Laser-Induced Breakdown Spectroscopy for direct analysis of pristine and environmentally aged microplastics: A PCA-based approach
Researchers combined a rapid laser analysis technique (LIBS) with statistical pattern recognition to distinguish between fresh and environmentally aged microplastics made of polystyrene, polyethylene, and PVC. They found that aging — especially biological aging with microbe growth — left distinct chemical fingerprints on particle surfaces, offering a faster way to monitor how microplastics change as they degrade in the environment.
A New Chemometric Approach for Automatic Identification of Microplastics from Environmental Compartments Based on FT-IR Spectroscopy
Researchers developed a new chemometric approach for automatic identification of microplastics from environmental samples, designed to handle the challenges of biofilm contamination and surface aging that typically impede standard spectroscopic characterisation methods.
Comparison of learning models to predict LDPE, PET, and ABS concentrations in beach sediment based on spectral reflectance
Researchers compared machine learning models to predict concentrations of LDPE, PET, and ABS microplastics in beach sediments using visible-near-infrared spectral reflectance, demonstrating that spectroscopic methods can efficiently estimate microplastic pollution in understudied terrestrial and coastal environments.
Online in situ detection of atmospheric microplastics based on laser-induced breakdown spectroscopy
Researchers developed a laser-based detection system combined with machine learning that can identify and classify different types of microplastics in the air in real time. The system achieved high accuracy in distinguishing between common plastic types like polyethylene, polystyrene, and PVC. Better tools for monitoring airborne microplastics are important because people inhale these particles daily, and understanding what types are present in the air is the first step toward assessing respiratory health risks.
Spatial distribution of microplastics in the tropical Indian Ocean based on laser direct infrared imaging and microwave-assisted matrix digestion
Researchers characterized microplastic distribution across the tropical Indian Ocean using a new quantum cascade laser imaging method, finding an average concentration of 50 particles per cubic meter at depths of 6 meters. The new analytical approach analyzed up to 1,000 particles per hour with over 97% identification accuracy, enabling faster and more reliable monitoring.
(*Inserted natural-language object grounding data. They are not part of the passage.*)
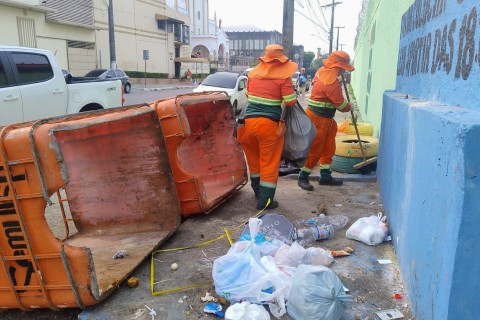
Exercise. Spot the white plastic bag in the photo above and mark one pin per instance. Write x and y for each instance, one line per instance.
(369, 230)
(317, 294)
(246, 311)
(290, 256)
(240, 275)
(319, 257)
(299, 135)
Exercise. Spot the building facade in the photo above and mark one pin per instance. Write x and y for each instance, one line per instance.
(208, 39)
(247, 44)
(33, 24)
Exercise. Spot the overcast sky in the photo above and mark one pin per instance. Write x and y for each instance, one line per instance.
(268, 15)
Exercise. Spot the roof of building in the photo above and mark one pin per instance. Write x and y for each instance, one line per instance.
(244, 28)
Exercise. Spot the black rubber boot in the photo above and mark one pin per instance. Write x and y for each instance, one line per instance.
(255, 183)
(303, 181)
(265, 194)
(326, 178)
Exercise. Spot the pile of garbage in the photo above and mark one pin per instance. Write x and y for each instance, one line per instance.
(259, 270)
(271, 267)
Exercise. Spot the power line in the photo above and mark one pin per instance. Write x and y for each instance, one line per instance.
(315, 23)
(331, 24)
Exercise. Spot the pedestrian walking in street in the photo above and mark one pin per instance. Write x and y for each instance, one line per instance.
(302, 84)
(269, 86)
(326, 98)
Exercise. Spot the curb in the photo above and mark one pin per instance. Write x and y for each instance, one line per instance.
(165, 88)
(356, 177)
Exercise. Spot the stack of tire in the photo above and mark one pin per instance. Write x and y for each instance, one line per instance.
(348, 152)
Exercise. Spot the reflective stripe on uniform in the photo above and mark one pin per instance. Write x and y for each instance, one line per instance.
(320, 104)
(265, 101)
(343, 105)
(289, 98)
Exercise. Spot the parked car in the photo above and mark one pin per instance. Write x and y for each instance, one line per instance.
(34, 86)
(112, 74)
(246, 71)
(295, 81)
(232, 83)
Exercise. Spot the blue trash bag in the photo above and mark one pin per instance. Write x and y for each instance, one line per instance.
(317, 294)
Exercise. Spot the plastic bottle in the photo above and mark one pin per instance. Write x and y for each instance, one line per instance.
(323, 231)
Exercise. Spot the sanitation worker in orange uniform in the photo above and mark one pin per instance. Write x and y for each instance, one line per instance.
(326, 98)
(269, 86)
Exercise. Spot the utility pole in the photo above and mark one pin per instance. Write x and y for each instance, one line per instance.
(111, 36)
(331, 23)
(287, 32)
(338, 34)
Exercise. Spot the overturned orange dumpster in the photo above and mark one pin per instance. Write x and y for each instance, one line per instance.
(207, 162)
(118, 183)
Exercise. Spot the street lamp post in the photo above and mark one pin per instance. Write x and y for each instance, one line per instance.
(111, 36)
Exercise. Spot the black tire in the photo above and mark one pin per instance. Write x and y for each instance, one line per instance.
(235, 106)
(345, 164)
(127, 88)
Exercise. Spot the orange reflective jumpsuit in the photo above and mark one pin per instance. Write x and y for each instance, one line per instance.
(262, 146)
(322, 105)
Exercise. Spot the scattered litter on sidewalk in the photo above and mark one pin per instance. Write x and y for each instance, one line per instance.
(132, 282)
(390, 314)
(120, 254)
(139, 313)
(275, 226)
(384, 261)
(246, 310)
(208, 298)
(370, 230)
(214, 308)
(152, 312)
(323, 208)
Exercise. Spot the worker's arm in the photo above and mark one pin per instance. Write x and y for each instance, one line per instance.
(288, 94)
(335, 95)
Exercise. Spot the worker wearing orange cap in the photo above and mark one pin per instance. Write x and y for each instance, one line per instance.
(269, 86)
(326, 98)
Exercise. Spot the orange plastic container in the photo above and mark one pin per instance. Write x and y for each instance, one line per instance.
(207, 162)
(116, 174)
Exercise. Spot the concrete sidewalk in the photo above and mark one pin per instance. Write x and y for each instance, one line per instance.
(163, 86)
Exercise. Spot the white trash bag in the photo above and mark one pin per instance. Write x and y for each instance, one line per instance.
(241, 276)
(246, 311)
(317, 294)
(369, 230)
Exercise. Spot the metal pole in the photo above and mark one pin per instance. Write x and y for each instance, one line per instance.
(338, 35)
(111, 36)
(331, 23)
(287, 32)
(331, 27)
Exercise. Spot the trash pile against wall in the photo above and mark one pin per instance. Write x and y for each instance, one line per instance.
(125, 190)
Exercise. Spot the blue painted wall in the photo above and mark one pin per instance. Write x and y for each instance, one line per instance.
(429, 158)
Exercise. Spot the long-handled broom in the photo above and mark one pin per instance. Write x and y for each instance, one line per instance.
(367, 165)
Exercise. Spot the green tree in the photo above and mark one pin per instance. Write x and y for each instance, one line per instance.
(307, 61)
(317, 63)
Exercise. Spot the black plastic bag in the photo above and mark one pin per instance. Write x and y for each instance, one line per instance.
(299, 135)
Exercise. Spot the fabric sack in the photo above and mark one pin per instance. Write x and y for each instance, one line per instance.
(299, 135)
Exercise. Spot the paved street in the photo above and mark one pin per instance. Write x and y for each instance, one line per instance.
(371, 284)
(140, 94)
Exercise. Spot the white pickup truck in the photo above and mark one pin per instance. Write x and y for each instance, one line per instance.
(33, 86)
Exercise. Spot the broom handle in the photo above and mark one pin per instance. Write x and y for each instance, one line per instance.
(353, 119)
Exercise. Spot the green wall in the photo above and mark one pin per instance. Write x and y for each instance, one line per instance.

Harnessing Machine Learning and Deep Learning Approaches for Laser‐Induced Breakdown Spectroscopy Data Analysis: A Comprehensive Review
Machine learning and deep learning approaches were reviewed for their applications in detecting, classifying, and quantifying microplastics in environmental and biological samples. The review highlights how AI is transforming the speed and scale of microplastic analysis, enabling large-scale monitoring programs.
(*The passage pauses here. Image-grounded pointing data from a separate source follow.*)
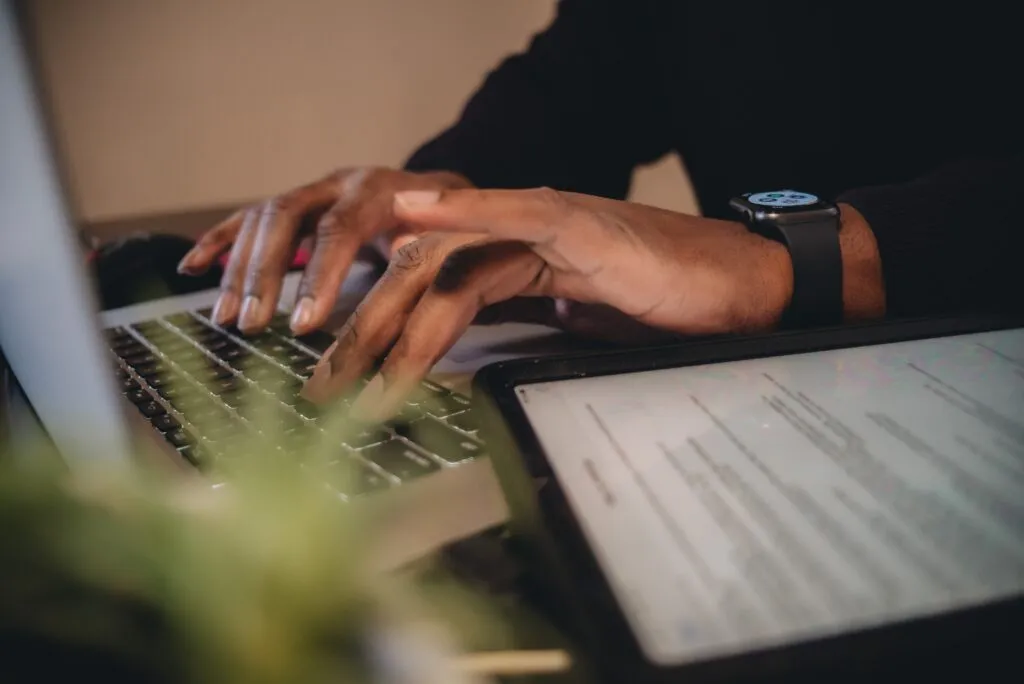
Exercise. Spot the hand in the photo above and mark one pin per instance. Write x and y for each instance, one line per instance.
(662, 269)
(341, 212)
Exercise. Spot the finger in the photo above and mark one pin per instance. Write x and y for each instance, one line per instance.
(487, 273)
(606, 324)
(211, 245)
(225, 311)
(334, 250)
(272, 249)
(370, 332)
(537, 310)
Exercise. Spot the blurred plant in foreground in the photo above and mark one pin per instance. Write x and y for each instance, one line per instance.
(125, 575)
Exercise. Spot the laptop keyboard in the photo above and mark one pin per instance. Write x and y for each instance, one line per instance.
(203, 387)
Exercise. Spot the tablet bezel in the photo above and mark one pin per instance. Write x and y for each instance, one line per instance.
(540, 515)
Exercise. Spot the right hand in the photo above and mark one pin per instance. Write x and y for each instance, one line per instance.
(341, 212)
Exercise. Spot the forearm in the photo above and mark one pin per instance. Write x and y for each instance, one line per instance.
(863, 285)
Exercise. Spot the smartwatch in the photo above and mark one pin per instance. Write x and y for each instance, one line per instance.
(809, 228)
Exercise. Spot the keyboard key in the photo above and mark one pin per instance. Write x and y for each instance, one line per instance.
(464, 421)
(229, 351)
(165, 423)
(361, 479)
(440, 439)
(316, 340)
(219, 430)
(237, 398)
(445, 405)
(299, 440)
(294, 356)
(180, 319)
(151, 409)
(197, 456)
(158, 380)
(179, 438)
(399, 459)
(212, 373)
(217, 345)
(281, 322)
(140, 358)
(137, 396)
(151, 370)
(274, 347)
(410, 413)
(225, 385)
(307, 410)
(367, 437)
(433, 388)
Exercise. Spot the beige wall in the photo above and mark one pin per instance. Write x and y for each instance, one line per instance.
(166, 105)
Fast identification of microplastics in complex environmental samples by a thermal degradation method
Researchers developed a fast identification method for microplastics in complex environmental samples using thermal analysis, offering a high-throughput alternative to spectroscopic techniques for polymer identification.
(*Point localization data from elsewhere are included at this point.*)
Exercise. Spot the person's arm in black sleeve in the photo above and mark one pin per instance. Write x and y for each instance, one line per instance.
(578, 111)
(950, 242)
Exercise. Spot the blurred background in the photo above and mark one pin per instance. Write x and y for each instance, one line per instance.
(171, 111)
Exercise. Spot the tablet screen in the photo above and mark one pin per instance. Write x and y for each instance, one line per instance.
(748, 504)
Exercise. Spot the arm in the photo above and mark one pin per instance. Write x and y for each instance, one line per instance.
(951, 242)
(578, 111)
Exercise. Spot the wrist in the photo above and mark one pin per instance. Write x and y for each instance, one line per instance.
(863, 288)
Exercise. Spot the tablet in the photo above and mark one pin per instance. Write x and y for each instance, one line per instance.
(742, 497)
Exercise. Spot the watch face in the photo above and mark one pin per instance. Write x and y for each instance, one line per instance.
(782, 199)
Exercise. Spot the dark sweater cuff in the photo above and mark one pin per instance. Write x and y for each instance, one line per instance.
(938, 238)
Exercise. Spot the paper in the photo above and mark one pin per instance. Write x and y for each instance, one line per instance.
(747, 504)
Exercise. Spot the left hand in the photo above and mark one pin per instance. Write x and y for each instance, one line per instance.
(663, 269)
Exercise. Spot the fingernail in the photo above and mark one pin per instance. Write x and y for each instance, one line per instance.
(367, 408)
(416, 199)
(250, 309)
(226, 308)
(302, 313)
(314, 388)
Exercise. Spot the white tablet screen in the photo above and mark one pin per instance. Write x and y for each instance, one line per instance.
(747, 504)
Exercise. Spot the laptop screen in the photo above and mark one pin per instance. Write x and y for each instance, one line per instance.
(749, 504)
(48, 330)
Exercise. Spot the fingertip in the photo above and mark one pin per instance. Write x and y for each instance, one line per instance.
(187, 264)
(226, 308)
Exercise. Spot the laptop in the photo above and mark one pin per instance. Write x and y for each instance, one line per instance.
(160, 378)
An investigation on the applications of advanced Infrared Spectroscopy, Spectral Imaging and Machine Learning for Polymer Characterization, including microplastics
This study integrated advanced infrared spectroscopy, spectral imaging, chemometrics, and machine learning to identify and characterize microplastics and polymer degradation products. The combination of techniques improved both the accuracy and throughput of MP analysis compared to conventional methods.